The Japanese Encephalitis Antigenic Complex Viruses: From Structure to Immunity

Abstract

In the last three decades, several flaviviruses of concern that belong to different antigenic groups have expanded geographically. This has resulted in the presence of often more than one virus from a single antigenic group in some areas, while in Europe, Africa and Australia, additionally, multiple viruses belonging to the Japanese encephalitis (JE) serogroup co-circulate. Morphological heterogeneity of flaviviruses dictates antibody recognition and affects virus neutralization, which influences infection control. The latter is further impacted by sequential infections involving diverse flaviviruses co-circulating within a region and their cross-reactivity. The ensuing complex molecular virus-host interplay leads to either cross-protection or disease enhancement; however, the molecular determinants and mechanisms driving these outcomes are unclear. In this review, we provide an overview of the epidemiology of four JE serocomplex viruses, parameters affecting flaviviral heterogeneity and antibody recognition, host immune responses and the current knowledge of the cross-reactivity involving JE serocomplex flaviviruses that leads to differential clinical outcomes, which may inform future preventative and therapeutic interventions.

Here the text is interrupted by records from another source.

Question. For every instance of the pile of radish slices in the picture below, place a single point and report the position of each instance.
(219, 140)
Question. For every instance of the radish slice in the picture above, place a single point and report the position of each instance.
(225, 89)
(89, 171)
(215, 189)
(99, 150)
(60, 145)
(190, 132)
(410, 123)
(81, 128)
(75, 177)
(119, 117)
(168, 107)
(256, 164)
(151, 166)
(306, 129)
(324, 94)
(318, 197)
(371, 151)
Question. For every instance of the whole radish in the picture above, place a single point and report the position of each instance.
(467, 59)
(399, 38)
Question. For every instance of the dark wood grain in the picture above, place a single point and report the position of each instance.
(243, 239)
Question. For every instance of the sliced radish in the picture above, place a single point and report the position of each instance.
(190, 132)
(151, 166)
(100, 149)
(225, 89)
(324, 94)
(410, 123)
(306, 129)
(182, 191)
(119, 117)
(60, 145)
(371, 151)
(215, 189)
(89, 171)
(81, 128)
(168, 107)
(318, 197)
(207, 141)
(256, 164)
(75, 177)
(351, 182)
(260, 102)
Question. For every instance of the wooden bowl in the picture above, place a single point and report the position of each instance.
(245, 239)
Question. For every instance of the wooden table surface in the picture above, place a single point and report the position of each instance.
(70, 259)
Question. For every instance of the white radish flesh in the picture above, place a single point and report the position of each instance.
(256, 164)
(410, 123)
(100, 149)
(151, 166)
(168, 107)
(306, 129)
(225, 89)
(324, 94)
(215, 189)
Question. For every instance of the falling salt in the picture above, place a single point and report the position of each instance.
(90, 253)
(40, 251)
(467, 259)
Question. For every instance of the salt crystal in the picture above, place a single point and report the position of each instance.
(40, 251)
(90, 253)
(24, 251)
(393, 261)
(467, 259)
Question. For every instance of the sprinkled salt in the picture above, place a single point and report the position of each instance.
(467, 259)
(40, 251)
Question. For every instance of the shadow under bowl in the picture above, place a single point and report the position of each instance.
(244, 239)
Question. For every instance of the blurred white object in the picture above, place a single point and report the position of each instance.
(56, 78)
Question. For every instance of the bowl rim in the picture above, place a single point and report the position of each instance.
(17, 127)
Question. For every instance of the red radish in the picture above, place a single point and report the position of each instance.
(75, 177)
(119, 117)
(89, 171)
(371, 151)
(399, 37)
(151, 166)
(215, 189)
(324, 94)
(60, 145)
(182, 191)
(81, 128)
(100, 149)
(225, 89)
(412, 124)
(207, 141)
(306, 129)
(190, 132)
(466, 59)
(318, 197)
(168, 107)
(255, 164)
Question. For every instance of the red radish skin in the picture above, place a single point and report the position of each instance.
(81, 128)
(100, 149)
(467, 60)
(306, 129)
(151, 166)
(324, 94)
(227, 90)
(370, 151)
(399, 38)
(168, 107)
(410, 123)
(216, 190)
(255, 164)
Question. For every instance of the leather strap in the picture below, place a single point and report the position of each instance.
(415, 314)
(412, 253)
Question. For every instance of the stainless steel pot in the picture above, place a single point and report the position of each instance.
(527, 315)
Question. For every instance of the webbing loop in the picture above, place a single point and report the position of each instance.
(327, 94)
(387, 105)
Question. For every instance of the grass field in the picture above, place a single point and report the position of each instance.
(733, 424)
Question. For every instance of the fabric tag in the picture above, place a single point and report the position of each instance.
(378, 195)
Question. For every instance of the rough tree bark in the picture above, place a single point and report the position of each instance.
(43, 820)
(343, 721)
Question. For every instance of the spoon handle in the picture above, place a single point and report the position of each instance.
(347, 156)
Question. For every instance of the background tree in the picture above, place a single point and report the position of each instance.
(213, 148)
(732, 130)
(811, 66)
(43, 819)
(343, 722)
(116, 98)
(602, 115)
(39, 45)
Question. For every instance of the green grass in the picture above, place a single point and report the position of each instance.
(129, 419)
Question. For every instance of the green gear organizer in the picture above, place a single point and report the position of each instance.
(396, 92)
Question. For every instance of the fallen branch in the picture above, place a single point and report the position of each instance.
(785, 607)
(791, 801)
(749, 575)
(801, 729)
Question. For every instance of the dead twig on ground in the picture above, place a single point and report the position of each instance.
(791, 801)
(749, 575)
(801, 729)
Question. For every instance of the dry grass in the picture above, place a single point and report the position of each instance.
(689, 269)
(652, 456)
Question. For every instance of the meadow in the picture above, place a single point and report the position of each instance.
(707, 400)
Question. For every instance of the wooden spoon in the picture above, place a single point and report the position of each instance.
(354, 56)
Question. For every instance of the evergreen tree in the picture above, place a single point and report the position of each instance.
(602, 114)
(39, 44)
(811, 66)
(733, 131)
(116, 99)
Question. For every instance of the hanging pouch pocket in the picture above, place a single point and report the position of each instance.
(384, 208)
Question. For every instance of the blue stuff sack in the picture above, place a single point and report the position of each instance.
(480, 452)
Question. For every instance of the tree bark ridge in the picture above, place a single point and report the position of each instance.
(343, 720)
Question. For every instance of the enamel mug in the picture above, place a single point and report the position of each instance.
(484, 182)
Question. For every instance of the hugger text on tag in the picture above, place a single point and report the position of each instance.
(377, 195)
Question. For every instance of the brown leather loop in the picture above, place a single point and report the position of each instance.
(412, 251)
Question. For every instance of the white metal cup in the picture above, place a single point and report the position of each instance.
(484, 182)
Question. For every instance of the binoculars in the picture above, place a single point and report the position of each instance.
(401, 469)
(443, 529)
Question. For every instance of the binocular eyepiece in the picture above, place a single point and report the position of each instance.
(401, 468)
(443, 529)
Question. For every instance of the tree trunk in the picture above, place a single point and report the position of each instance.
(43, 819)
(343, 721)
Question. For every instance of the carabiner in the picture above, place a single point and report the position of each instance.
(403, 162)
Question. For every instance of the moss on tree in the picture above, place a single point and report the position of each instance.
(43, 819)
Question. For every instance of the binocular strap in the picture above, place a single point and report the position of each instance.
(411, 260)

Keywords: Japanese encephalitis serogroup; Japanese encephalitis virus; Murray valley encephalitis virus; Usutu virus; West Nile virus; cross-reactivity; envelope protein.

Figure 1

Global distribution of flaviviruses. Multiple flaviviruses co-circulate in most continents; of these, at least one virus belongs to the JE serocomplex. Co-circulation of more than one JE serocomplex virus occurs in Africa, Europe, Asia and Australia. The figure was generated using an online tool, URL: https://mapchart.net. (DENV: Dengue virus; IHLV: Ilheus virus; JEV: Japanese encephalitis virus; MVEV: Murray valley encephalitis virus; POWV: Powassan virus; ROCV: Rocio virus; SPOV: Spondwenii virus; USUV: Usutu virus; WSLV: Wesselsbron virus; WNV: West nile virus; YFV: Yellow fever virus; ZIKV: Zika virus).

Figure 2

Models of the flavivirus structural proteins corresponding to various stages in the virus life cycle. (A–C): Immature DENV1 trimer, mature USUV dimer and the fusogenic DENV hairpin conformation, respectively. Corresponding top views are depicted in (D–F), respectively. For the immature E trimer and the E dimer, the E-stem region is also shown. The models are color coded as follows: DI (red), DII (yellow), DIII (blue), fusion loop (green), glycosylation sites (orange) and prM (cyan); for (B,E), the E-stem is in light blue and M protein is in teal.

Figure 3

Models of some JE serocomplex flavivirus particles with bound Fabs. (A). Immature WNV particle with bound E53, which is cross-reactive and preferentially binds immature flavivirus particle but not the mature particles. The Fab chains are depicted in green and light green. (B). Mature WNV with bound CR4354, which binds two neighboring E molecules and neutralizes by blocking the conformational rearrangement essential for membrane fusion. Fab chains are shown in blue and light blue.